Do you really need to leave such a young baby for the night?

kittyandthefontanelles · 09/04/2012 23:19

Me too, lilblond. Also, the baby needs to sense its mother (or at least father) for the FSIDS guidelines to have full effect not just AN-other caregiver. My daughter is nearly 5 months and has never been out of my sight. My choice, granted, but a choice built on science and maternal instinct.
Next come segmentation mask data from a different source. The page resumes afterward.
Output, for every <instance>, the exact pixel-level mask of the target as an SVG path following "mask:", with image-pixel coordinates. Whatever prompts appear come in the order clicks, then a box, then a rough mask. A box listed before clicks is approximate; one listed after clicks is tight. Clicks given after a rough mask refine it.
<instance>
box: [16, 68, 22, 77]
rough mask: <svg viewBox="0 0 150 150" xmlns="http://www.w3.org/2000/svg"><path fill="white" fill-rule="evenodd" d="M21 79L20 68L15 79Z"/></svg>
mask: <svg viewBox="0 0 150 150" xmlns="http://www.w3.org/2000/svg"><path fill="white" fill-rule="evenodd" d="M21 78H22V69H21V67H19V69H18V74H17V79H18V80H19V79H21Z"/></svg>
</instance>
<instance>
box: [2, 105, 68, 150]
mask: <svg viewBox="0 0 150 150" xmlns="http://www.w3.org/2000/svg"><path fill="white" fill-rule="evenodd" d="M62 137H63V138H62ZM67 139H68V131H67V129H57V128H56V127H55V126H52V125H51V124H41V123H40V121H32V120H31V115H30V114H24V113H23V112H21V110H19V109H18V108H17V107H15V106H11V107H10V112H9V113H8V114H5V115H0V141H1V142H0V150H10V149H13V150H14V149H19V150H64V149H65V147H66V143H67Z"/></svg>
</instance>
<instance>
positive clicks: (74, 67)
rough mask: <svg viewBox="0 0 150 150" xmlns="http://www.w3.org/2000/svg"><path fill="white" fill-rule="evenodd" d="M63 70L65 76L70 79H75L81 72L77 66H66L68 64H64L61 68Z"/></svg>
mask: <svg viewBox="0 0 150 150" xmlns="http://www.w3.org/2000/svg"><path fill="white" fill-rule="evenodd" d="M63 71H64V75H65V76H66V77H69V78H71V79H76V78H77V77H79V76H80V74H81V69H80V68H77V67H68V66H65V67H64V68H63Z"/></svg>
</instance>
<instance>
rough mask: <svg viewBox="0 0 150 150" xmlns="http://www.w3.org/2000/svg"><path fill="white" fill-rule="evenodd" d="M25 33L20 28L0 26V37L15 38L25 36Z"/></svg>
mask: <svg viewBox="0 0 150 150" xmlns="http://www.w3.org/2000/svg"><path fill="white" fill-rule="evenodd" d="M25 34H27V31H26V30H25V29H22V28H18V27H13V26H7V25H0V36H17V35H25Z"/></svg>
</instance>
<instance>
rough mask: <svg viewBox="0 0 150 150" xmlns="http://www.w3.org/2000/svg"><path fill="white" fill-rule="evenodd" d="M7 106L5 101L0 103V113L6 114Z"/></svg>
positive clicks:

LilBlondePessimist · 09/04/2012 23:29

I suppose I just don't understand why anyone would choose to allow their nine wk old baby to be away overnight unless they had to. I have been away from my eldest two (8 and 6) overnight exactly four times (one was birthing my middle son, and one birthing my youngest), and that is my choice. I adhere strictly to SIDS guidelines, and that is also my choice. I understand that others choose differently, I just don't really understand why.

pumpkinsweetie · 09/04/2012 23:39

YABU, your parents sound lovely for even contemplating looking after a 9 week old over night.
He wasn't left alone he was fed twice during the night and well cared for.
Unfortunetly you cannot have routine with gps. It wouldn't have done him any harm sleeping im a separate room for the night-i personally have never allowed my babies babysat overnight at such a young age but that was my choice (couldnt bare to be parted with my babies when so youngSmile) but if i had this situation wouldn't upset me as they haven't put your baby in any danger and were doing you a huge favour taking on such a huge responsibilty so you could have a rest.
Be grateful u have such loving, giving parents x

crazygracieuk · 09/04/2012 23:52

OP- Do you know how heavy 5 year olds are? I have one and he weighs a tonne and I'm a healthy 33 year old who is reasonably fit. Maybe you mum chickened out of moving DN because of his size? Does DN normally sleep with Gran? If he does maybe they got cold feet about moving DN because he could be very distraught if he woke up alone?

At the end of the day your pfb was fine and I think you have learned not to repeat this for a few more months.